Sunday, February 9, 2014

Bookgiving

One of the great joys of life is bookgiving: to know a book that someone else would really like, to find that book, and then to give it to him or her.

I practiced this art formally as a teacher for twelve years and as a bookseller for twelve additional years, but it has been a very great pleasure in the rest of my life.  It involves putting yourself in the other's place and seeing from that standpoint, knowing a wide range of books, and being able to pick out just the right one. That is to say, it's an act of love.
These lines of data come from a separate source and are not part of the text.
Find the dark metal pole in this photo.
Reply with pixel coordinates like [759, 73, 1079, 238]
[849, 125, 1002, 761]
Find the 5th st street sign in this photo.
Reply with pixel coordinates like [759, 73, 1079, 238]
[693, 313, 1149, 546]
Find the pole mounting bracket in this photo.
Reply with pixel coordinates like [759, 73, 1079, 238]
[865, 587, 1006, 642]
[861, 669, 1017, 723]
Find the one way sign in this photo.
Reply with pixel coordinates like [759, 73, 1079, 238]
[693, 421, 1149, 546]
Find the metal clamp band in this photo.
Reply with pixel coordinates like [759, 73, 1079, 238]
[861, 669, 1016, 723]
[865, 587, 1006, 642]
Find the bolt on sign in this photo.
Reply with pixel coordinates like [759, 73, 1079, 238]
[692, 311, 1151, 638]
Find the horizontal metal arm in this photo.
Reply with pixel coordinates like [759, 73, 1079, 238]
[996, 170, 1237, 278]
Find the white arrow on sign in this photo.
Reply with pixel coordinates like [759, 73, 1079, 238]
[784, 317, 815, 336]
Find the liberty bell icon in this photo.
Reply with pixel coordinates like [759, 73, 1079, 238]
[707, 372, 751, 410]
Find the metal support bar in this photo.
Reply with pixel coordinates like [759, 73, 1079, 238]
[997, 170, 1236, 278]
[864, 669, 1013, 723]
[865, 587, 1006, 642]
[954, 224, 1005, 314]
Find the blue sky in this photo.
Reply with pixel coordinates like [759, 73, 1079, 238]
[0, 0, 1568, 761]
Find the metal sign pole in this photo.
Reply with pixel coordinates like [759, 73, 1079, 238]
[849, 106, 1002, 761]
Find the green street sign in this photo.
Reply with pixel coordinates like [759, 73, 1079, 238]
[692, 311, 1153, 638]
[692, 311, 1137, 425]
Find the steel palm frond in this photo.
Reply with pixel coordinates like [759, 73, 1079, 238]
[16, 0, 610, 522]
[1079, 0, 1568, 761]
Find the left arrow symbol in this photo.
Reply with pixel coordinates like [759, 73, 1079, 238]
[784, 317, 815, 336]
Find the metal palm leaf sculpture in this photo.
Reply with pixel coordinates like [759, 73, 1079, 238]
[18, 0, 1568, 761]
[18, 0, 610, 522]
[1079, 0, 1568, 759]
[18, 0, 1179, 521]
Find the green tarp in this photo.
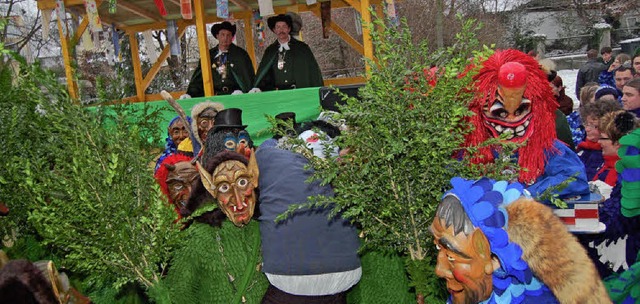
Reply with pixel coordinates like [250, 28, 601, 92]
[107, 88, 320, 146]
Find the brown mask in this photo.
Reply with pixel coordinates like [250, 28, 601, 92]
[168, 119, 189, 147]
[164, 161, 198, 209]
[198, 153, 258, 227]
[429, 205, 500, 304]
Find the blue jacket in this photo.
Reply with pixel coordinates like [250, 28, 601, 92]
[256, 145, 360, 275]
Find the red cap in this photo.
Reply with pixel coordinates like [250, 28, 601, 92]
[498, 62, 527, 88]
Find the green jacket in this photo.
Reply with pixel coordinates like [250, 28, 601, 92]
[149, 221, 269, 304]
[187, 44, 255, 97]
[254, 37, 324, 91]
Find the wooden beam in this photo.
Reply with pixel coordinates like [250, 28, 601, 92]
[193, 0, 214, 96]
[340, 0, 360, 14]
[129, 33, 145, 100]
[313, 10, 364, 55]
[142, 24, 187, 91]
[58, 14, 78, 101]
[242, 16, 258, 73]
[230, 0, 252, 11]
[69, 14, 89, 47]
[36, 0, 84, 10]
[117, 1, 163, 21]
[360, 0, 373, 73]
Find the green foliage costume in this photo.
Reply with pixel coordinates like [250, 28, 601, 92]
[187, 44, 255, 97]
[150, 220, 269, 304]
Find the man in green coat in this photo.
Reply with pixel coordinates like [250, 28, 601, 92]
[182, 21, 255, 98]
[252, 14, 323, 92]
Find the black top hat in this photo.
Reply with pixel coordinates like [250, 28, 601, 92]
[275, 112, 296, 123]
[213, 108, 247, 130]
[267, 14, 293, 32]
[211, 21, 236, 39]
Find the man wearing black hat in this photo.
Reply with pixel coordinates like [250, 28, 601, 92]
[202, 108, 253, 164]
[254, 14, 323, 91]
[185, 21, 255, 97]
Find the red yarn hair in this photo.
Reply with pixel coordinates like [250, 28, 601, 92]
[465, 50, 558, 183]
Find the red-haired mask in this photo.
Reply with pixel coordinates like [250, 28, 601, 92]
[465, 50, 558, 183]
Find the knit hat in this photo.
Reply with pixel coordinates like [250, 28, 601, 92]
[596, 84, 619, 100]
[267, 14, 293, 32]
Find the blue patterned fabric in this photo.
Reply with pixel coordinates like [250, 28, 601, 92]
[567, 111, 587, 146]
[527, 140, 589, 198]
[445, 177, 558, 303]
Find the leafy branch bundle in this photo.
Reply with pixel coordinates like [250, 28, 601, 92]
[306, 14, 508, 303]
[0, 51, 177, 302]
Here is an excellent children's librarian, Anne Thaxter Eaton, writing in her book, “Reading with Children,” 1940, on bringing children and books together:
 


It's not a simple task. It means knowing children and knowing books so thoroughly that we may help the dreamer see the wonder and romance of the world around him, and the matter of fact child to enter the realm of imaginative literature...we must have retained or we must recapture for ourselves something of the child's own attitude toward life and the world.


There seems to be a lot of luck involved sometimes, too, in the giving of just the right book and, dare I say it, possibly even promptings from the angels or guardian spirits or something like that. My own experience is that the recipient rarely realizes fully all that goes behind your giving of the right book.

If  good bookgiving is similar to good teaching, as I think it obviously is, this fact surely makes “standards in education,” test scores, grade-point averages – I have seen grade-point averages carried out to five decimal places – completely counterproductive. Teacher evaluations which are based on student scores on standardized tests become the demons' own handiwork, the very opposite of a good measure of true teaching. If standardized tests measure anything, they measure lack of individuation! And, of course, un-individuated recipients of books and teaching think that standardized stuff is what real education is all about, and evaluate their teachers accordingly.

It's not a simple task, as Eaton says, but it certainly is a joyful thing when you are allowed to do it and you get it right.